Öte yandan, yurdumuzda sosyal ekonomik nedenlerle kırsal kesimlerden kentlere aşırı akım, nüfus çoğalması, büyük mesken ve işyeri ihtiyacı nedeniyle hızlı yapılaşma karşısında görevli mercilerin aciz kalmaları veya çeşitli nedenlerle göz yummaları sonucu, izinsiz, ruhsatsız, resmi kayıtlara bağlanmayan büyük yerleşim alanları oluştuğu, bu arada paylı taşınmazların tapuda resmi ifrazları yapılmadan paydaşlar arasında haricen veya fiilen taksim edilip üzerlerine büyük mahalleler hatta beldeler yapıldığı bir gerçektir. Bilindiği üzere M.K.nun 706, B.K.nun 2l3, T.K.nun 26. maddeleri hilafına tapulu taşınmazlarda harici veya fiili taksim ile payların mülkiyeti ana taşınmazdan ayrılamaz. Nevarki, taşınmazın kullanma biçimi tüm paydaşlar arasında varılan bir anlaşma ile belirlenmiş yada fiili bir kullanma biçimi oluşmuş, uzun süre paydaşlar bu durumu benimsemişlerse kayıtta paylı, eylemsel olarak ( fiilen) bağımsız bu oluşumun tapuda yapılacak resmi taksime veya şuyun satış suretiyle giderilmesine yahut o yerde bir imar uygulaması yapılmasına kadar korunması, " akte vefa" kuralının yanında M.K.nun 2. maddesinde düzenlenen iyi niyet kuralının da bir gereğidir. Aksi halde, pekçok kimse zarar görecek toplum düzeni ve barışı bozulacaktır.

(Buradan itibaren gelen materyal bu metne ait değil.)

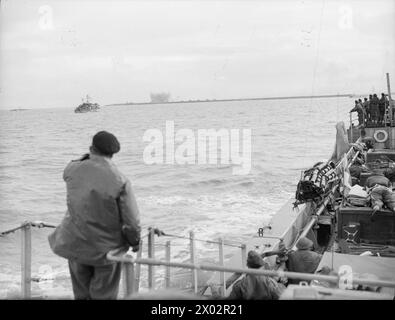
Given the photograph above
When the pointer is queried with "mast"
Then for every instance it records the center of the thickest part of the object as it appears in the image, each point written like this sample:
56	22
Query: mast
389	98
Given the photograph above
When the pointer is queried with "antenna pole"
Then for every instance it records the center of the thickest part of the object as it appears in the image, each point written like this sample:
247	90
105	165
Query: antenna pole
390	99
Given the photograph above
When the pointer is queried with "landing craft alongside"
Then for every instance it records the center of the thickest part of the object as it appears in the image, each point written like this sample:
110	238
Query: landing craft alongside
87	106
332	210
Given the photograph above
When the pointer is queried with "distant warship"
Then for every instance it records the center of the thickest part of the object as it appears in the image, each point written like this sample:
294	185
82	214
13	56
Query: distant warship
87	106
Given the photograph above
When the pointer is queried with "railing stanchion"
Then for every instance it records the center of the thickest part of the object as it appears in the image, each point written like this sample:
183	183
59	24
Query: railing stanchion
243	255
138	267
221	263
151	255
128	278
26	261
168	270
193	260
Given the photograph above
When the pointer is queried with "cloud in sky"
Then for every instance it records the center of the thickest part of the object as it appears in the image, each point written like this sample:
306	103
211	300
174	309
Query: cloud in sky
54	52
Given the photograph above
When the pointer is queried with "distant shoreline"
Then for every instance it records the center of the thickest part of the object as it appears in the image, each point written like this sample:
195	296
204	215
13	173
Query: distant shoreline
240	99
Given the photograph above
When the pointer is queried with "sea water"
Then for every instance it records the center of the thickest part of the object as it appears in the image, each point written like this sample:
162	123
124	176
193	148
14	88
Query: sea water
36	145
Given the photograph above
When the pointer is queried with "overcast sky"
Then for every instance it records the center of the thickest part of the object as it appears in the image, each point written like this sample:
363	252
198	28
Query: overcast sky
54	52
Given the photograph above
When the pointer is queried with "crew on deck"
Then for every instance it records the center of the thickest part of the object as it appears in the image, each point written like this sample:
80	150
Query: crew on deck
372	111
304	259
256	287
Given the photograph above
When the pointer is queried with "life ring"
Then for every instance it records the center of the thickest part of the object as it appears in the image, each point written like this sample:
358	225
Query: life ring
385	136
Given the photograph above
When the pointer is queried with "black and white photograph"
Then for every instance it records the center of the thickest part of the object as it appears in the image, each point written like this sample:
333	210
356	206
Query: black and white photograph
215	151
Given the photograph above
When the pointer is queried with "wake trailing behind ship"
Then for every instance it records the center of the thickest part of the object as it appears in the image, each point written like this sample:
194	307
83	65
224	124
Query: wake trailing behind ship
87	106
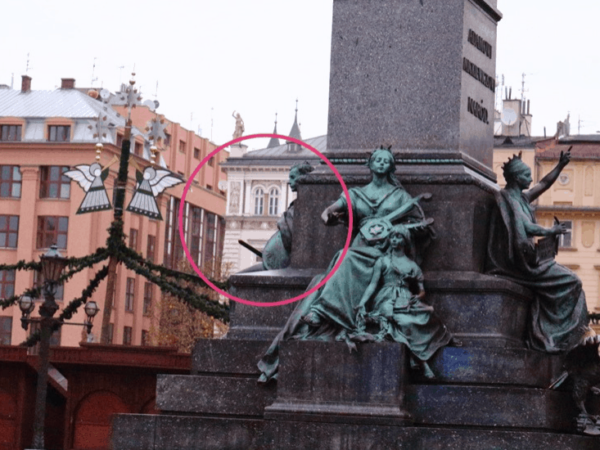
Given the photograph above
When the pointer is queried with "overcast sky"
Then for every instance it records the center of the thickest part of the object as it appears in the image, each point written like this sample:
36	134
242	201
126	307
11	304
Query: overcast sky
211	57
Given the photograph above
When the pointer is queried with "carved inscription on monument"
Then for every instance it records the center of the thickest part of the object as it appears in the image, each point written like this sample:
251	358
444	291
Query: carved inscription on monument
477	110
479	75
480	44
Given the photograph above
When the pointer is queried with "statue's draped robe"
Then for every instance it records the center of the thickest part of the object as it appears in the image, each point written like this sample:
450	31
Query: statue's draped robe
277	250
336	301
558	317
411	321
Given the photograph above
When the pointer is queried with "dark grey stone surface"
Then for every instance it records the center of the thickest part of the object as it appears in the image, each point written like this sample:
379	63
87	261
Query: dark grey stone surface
324	381
397	76
461	206
173	432
166	432
252	322
491	406
221	356
495	366
229	395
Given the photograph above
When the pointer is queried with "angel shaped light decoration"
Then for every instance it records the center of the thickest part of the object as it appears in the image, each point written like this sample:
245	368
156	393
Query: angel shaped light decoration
91	179
151	182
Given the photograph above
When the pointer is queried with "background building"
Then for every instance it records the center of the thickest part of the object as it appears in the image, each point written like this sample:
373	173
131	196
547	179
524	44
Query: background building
258	193
44	133
574	198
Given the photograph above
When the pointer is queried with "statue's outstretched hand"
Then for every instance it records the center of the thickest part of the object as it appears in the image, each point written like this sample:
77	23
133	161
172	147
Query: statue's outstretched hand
559	228
565	158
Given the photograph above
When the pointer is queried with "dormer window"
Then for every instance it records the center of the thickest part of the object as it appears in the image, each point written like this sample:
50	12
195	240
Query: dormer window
10	133
59	133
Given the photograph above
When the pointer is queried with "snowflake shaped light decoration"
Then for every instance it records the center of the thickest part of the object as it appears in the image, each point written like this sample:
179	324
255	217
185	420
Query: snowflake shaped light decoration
156	129
101	127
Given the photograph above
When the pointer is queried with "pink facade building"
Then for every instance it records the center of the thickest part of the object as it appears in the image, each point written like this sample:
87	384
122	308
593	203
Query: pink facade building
44	133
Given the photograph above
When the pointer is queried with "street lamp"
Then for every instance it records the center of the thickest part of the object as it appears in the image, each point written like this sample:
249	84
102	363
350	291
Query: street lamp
53	264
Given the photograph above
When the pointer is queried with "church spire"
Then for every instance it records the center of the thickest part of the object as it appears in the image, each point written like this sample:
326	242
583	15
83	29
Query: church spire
274	142
295	131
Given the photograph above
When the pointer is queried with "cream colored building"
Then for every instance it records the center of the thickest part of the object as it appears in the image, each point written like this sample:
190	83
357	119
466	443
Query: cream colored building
574	198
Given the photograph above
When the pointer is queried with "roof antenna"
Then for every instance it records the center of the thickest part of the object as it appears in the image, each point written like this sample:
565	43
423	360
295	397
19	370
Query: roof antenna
94	72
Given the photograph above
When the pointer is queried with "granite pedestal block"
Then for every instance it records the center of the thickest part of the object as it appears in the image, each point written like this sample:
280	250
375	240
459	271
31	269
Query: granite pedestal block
321	381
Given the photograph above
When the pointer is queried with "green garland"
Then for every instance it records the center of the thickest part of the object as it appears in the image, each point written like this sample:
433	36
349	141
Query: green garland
74	305
198	301
22	265
131	254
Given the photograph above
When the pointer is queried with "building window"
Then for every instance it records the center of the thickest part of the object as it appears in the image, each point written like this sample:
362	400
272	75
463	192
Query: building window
53	183
196	235
127	333
259	198
147	309
5	330
111	330
138	149
151	248
145	338
566	240
38	281
10	181
7	283
210	241
11	133
59	133
129	294
274	202
133	242
9	231
52	230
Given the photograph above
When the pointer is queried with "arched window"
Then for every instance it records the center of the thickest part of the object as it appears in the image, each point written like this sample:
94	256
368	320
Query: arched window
274	202
259	198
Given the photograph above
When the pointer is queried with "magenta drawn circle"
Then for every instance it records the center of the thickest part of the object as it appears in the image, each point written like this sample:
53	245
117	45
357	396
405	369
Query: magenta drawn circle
242	300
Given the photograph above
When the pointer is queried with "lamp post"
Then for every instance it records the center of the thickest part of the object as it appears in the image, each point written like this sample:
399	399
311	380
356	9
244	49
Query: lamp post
53	264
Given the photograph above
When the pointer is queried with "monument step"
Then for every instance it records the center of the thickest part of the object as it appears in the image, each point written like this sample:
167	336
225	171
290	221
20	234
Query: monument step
174	432
486	406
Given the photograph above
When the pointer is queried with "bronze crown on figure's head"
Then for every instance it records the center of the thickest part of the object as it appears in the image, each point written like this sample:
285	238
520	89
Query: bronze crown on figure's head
514	166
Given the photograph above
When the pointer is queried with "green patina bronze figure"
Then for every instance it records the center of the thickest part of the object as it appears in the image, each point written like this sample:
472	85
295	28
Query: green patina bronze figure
277	250
558	318
330	313
397	308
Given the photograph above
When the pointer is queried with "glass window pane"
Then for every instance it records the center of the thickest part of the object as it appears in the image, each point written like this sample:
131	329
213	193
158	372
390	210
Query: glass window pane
61	241
65	190
63	223
50	223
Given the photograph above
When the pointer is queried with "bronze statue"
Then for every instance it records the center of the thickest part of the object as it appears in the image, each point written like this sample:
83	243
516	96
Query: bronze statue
397	307
277	250
330	313
558	318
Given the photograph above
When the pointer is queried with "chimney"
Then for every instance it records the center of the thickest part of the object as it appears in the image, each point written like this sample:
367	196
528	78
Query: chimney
25	83
67	83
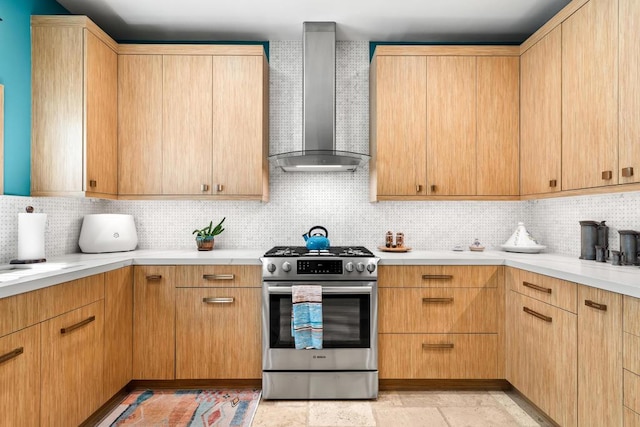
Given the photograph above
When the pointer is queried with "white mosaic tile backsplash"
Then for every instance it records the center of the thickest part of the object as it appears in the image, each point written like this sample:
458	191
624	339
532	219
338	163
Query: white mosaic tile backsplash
338	201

O halde, paydaşlar arasındaki elatmanın önlenilmesi davalarında öncelikle tüm paydaşları bağlayan harici bir taksim sözleşmesi ve özel bir parselasyon planın olup olmadığı veya fiili kullanma biçiminin oluşup oluşmadığı üzerinde özenle durulmalı, varsa çekişmeli yerin kimin kullanımına terk edildiği saptanılmalı, harici veya fiili taksim yoksa uyuşmazlık yukarıda değinildiği gibi, M.K.nun müşterek mülkiyet hükümlerine göre çözümlenmelidir.
Somut olaya gelince;çekişme konusu taşınmazın paydaşları arasında harici bir taksim sözleşmesinin yapılmadığı gibi tüm paydaşlar yönünden fiili kullanma biçiminin oluşmadığı da dosya kapsamı ile sabittir.
Diğer taraftan,davalı çekişmeli bölümü kullanmakta ise de,davacının da binada kullanabileceği yerlerin bulunduğu görülmektedir.
O halde,davacı yönünden intifadan men olgusunun gerçekleştiği söylenemez.
Hal böyle olunca,davanın reddine karar verilmesi gerekirken,yazılı olduğu üzere hüküm kurulmuş olması doğru değildir.Davalının temyiz itirazları yerindedir.Kabulü ile hükmün açıklanan nedenlerden ötürü H.U.M.K."nun 428. maddesi gereğince BOZULMASINA,alınan peşin harcın temyiz edene geri verilmesine,15.5.2008 tarihinde oybirliğiyle karar verildi.